The scientific head of the Canary Islands Air Quality Laboratory and IPNA-CSIC researcher, Sergio Rodríguez, explained that it will make it possible to “find out the origin and chemical composition” of the particles that are breathed in the archipelago. “It will quantify how much emissions from cars, ships, industrial production and desert dust haze contribute to the levels of PM10 and PM2.5 particles in the ambient air of the Canary Islands.
In addition, it will determine how much of this pollution originates in the Canary Islands and how much comes from surrounding regions, as the desert dust haze is mixed with pollutants (sulphate, organic aerosols and a cocktail of metals, among others) emitted by industry in North Africa, Rodríguez said.
Climate variability and climate change are influencing the general circulation of the atmosphere, and therefore the patterns and intensity of Saharan desert dust events. “The Canary Islands is the region in the European Union with the highest levels of suspended particles, and it is not due to local pollution, hence the need for this infrastructure,” he said.
Desert dust calimas will be one of the main objects of study, as the variability of the composition of desert dust and other aerosols arriving in the Canary Islands will be studied.

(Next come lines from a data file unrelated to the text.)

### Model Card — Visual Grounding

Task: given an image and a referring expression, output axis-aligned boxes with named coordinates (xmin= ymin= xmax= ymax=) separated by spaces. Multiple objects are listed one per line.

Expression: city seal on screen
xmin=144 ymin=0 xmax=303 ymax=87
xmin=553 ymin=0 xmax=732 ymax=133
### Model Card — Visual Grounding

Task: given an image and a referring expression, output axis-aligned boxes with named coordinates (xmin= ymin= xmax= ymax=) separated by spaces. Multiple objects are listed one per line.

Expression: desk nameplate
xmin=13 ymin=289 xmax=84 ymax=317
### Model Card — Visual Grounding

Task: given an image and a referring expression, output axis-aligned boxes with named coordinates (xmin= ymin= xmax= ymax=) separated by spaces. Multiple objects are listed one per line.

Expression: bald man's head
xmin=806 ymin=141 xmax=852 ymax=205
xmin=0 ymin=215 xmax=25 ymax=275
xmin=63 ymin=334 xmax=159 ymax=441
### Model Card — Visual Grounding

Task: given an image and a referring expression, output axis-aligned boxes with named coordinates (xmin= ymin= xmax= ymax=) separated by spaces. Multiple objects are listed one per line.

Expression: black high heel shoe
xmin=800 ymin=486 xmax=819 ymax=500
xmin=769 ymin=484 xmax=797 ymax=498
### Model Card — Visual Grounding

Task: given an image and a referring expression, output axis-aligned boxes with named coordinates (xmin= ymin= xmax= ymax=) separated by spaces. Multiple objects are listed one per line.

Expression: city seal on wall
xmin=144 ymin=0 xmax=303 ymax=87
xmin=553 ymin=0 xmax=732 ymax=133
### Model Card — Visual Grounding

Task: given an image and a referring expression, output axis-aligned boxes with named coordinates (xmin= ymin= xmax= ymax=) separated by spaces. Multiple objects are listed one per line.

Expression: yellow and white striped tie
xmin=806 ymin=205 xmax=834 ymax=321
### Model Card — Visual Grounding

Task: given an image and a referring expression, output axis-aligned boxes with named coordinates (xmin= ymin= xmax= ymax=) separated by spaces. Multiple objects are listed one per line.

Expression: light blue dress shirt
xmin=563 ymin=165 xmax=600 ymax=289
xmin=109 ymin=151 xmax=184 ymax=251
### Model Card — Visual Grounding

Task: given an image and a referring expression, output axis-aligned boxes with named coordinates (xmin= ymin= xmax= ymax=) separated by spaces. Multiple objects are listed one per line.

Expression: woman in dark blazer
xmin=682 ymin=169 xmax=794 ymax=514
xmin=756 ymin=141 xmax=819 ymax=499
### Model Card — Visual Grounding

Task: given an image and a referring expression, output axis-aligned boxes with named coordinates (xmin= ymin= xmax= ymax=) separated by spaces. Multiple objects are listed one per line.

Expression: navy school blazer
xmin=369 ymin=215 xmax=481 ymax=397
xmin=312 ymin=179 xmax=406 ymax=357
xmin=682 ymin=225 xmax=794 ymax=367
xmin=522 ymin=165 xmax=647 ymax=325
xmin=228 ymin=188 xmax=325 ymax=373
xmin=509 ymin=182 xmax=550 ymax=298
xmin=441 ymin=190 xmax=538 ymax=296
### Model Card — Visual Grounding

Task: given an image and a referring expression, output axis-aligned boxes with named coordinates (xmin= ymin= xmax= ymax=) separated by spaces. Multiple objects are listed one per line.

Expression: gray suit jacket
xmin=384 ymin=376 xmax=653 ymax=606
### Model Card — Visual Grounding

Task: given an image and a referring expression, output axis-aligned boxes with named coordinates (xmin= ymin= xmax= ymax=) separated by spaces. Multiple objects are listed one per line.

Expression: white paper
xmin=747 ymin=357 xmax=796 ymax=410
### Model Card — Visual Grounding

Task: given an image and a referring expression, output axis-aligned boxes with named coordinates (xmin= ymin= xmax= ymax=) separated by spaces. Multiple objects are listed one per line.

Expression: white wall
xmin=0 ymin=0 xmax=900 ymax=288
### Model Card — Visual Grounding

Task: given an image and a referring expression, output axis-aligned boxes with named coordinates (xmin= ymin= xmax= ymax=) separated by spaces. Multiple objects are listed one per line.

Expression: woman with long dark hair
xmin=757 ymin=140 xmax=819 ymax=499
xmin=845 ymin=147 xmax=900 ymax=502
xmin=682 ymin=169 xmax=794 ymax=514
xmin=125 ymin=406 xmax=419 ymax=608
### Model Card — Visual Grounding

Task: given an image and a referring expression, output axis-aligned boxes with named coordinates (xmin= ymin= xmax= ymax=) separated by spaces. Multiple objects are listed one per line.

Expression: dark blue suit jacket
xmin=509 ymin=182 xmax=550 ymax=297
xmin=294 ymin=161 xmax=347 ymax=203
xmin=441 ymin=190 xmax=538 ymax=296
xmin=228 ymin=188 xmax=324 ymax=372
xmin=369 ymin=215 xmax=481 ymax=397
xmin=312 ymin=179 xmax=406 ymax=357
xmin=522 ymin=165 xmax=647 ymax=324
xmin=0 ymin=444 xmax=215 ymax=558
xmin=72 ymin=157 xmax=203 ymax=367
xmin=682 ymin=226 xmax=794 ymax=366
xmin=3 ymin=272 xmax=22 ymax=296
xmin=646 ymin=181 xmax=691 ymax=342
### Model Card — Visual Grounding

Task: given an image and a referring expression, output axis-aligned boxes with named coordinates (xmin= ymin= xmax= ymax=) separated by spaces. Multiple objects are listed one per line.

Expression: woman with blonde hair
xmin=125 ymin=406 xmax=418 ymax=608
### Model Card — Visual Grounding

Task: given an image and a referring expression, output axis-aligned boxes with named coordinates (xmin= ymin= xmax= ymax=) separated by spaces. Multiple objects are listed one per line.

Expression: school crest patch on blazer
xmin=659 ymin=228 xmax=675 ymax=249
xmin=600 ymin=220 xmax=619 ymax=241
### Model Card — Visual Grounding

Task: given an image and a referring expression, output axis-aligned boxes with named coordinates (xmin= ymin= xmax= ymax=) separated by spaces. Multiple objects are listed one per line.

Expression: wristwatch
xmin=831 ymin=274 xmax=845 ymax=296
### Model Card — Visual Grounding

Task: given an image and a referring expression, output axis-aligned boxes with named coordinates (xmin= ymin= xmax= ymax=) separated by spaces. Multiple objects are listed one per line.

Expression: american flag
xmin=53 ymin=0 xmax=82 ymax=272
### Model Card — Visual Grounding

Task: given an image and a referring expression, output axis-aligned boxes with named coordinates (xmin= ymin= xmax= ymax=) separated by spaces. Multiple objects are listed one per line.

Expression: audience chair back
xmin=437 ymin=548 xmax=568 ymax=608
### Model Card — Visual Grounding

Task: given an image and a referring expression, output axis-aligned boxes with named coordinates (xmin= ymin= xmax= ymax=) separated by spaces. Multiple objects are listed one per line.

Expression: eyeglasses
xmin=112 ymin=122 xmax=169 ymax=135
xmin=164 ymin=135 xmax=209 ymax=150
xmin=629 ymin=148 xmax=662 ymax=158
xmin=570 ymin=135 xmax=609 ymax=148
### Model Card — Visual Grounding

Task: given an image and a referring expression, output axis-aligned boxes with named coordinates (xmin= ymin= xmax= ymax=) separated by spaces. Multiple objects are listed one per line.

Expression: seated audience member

In recent years, the Islands have been affected by extreme atmospheric phenomena (2002, 2020, 2022 and February 2023), when extremely high concentrations of PM10 particles have been reached, with daily average values of more than 1,800 micrograms/m3, concentrations much higher than the 45 µg/m3 recommended by the WHO as a maximum limit.
The infrastructure will also be able to analyse the aerosols emitted in future volcanic eruptions, providing a rapid response to air quality crises such as the one experience on the island of La Palma in the wake of the volcano eruption.